Outra questão ressaltada pela mãe de Davi é que a triagem neonatal permite a redução das desigualdades sociais. “No cenário atual, as famílias que têm mais recurso, melhor acesso à saúde e aos especialistas, conseguem ter um diagnóstico mais cedo e, consequentemente, iniciar o tratamento mais cedo do que aquelas famílias pobres, que têm pouco acesso à saúde.” Diovana destaca ainda outra vantagem: quanto antes se iniciar o tratamento, mais ele será simplificado. O paciente precisará de menos terapia, visitas a especialistas e intervenções invasivas. “A gente está falando de uma economia para o sistema como um todo”, observa a diretora do Iname.

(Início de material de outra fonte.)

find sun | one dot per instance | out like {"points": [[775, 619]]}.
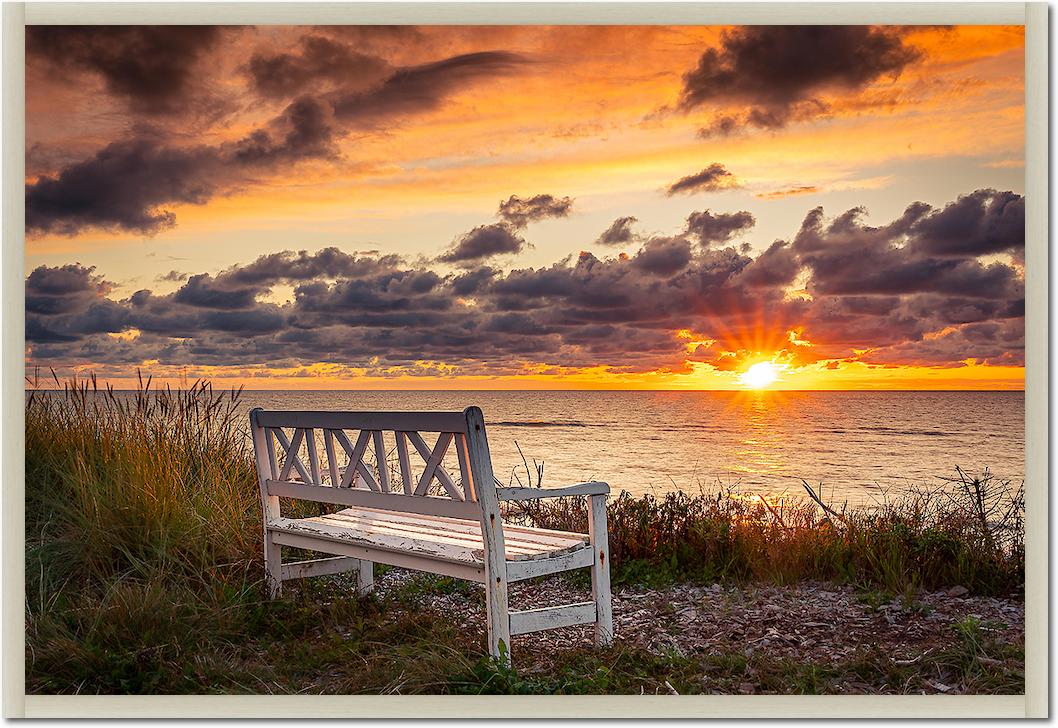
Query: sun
{"points": [[760, 376]]}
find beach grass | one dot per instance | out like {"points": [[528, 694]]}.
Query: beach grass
{"points": [[144, 571]]}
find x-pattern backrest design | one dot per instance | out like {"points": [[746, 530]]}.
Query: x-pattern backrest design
{"points": [[288, 460]]}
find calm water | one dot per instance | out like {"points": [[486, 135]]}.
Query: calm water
{"points": [[856, 443]]}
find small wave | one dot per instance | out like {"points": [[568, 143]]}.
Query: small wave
{"points": [[536, 423], [896, 431]]}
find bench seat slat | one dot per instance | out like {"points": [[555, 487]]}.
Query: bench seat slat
{"points": [[542, 535], [442, 538], [433, 527], [413, 530]]}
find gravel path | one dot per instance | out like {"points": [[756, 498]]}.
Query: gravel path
{"points": [[818, 622]]}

De acordo com informações no manual de políticas públicas, 80% da população depende exclusivamente do SUS (Sistema Único de Saúde) para assistência à saúde. No âmbito da triagem neonatal, dados do Ministério da Saúde mostram que, desde 2005, mais de 80% da população é coberta pelo PNTN. Entretanto, estima-se que a cobertura de 2019 tenha caído para 77,5% (2,2 milhões) de recém-nascidos triados, uma redução de 7,5% em relação a 2018 (com 2,4 milhões de triados).

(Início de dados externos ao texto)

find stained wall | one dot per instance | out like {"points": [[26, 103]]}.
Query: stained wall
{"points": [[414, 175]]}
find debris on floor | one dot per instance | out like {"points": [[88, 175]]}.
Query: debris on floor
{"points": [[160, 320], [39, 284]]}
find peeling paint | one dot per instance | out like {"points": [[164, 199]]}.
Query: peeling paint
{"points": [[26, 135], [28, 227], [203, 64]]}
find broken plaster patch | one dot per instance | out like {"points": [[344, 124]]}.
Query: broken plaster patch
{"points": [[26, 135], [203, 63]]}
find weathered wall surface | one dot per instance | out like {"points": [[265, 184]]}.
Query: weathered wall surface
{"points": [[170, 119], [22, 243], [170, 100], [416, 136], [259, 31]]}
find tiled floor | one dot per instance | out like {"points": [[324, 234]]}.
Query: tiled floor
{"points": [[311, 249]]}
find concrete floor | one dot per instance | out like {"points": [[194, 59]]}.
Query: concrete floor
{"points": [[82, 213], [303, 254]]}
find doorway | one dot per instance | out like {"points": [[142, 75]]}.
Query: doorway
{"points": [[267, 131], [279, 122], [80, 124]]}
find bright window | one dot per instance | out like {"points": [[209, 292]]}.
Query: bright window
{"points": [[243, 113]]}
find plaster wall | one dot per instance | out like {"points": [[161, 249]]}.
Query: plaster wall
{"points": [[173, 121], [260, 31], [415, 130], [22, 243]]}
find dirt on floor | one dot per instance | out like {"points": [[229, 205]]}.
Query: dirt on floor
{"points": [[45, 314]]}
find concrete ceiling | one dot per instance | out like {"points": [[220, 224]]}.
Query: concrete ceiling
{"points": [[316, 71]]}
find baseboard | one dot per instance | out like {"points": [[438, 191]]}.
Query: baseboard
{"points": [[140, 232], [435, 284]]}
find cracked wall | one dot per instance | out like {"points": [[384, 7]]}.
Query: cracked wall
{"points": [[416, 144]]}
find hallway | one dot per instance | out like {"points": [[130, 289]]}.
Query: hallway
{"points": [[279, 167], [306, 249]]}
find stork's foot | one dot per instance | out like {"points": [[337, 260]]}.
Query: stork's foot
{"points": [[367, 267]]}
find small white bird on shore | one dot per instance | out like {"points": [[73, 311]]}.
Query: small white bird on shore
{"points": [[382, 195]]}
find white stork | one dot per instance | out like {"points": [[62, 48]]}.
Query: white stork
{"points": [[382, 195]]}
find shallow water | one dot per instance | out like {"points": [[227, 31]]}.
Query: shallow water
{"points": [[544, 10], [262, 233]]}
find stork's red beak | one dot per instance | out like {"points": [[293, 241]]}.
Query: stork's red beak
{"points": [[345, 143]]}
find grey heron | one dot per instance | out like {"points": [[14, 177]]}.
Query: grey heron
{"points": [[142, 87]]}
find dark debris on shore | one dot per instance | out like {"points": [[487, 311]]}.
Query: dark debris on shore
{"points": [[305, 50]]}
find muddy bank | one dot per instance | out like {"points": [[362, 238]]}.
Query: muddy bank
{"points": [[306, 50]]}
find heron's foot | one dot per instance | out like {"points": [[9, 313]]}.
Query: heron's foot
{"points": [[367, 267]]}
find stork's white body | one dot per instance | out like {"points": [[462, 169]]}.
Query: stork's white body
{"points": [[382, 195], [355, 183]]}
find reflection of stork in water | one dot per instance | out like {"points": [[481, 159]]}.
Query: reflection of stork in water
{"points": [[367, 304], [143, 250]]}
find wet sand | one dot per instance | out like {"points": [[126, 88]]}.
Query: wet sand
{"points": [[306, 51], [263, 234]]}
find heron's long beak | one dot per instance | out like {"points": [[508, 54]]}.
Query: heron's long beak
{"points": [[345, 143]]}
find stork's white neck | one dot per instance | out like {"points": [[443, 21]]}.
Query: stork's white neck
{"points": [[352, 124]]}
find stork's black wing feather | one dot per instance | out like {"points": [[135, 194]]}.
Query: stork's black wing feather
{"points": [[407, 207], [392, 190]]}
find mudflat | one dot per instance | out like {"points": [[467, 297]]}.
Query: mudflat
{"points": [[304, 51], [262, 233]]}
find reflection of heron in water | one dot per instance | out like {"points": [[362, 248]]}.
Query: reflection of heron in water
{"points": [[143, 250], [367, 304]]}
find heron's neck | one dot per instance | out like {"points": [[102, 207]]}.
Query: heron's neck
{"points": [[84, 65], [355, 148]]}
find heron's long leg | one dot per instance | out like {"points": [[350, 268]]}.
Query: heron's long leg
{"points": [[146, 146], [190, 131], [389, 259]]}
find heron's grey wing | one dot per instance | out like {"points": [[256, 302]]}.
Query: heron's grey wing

A íntegra desta edição do Papo com especialista está disponível no Facebook, Twitter e YouTube do Correio Braziliense.
Os tipos de AME
Tipo 0
Os sinais aparecem ainda durante a gestação, com diminuição de movimentos fetais. Esses bebês costumam apresentar asfixia e fraqueza grave logo ao nascimento e, em geral, não sobrevivem além do primeiro mês.
Tipo 1
Corresponde a cerca de 60% dos casos, com idade de início até 6 meses. Esses pacientes nunca chegam a se sentar e têm um comprometimento respiratório grave, sendo dependentes de suporte ventilatório.
Tipo 2
Representa 29% do total de casos incidentes. Tem início dos sintomas entre os 7 e 18 meses. Esses pacientes se sentam, porém não conseguem andar. Além disso, têm deformidades ortopédicas, principalmente escoliose; apresentam comprometimento respiratório, mas não tão grave quanto no subtipo 1.
Tipos 3 e 4
Os números de casos correspondem a 13% e 5%, respectivamente. Têm início dos sintomas após os 18 anos e na idade adulta. Pacientes do tipo 3 conseguem andar, porém perdem essa capacidade conforme progressão da doença. No subtipo 4, os pacientes apresentam fraqueza nos membros inferiores, com comprometimento motor, nutricional e respiratório.
O manual de políticas públicas A Relevância da Triagem Neonatal para a AME pode ser acessado no www.juntospelaame.com.br.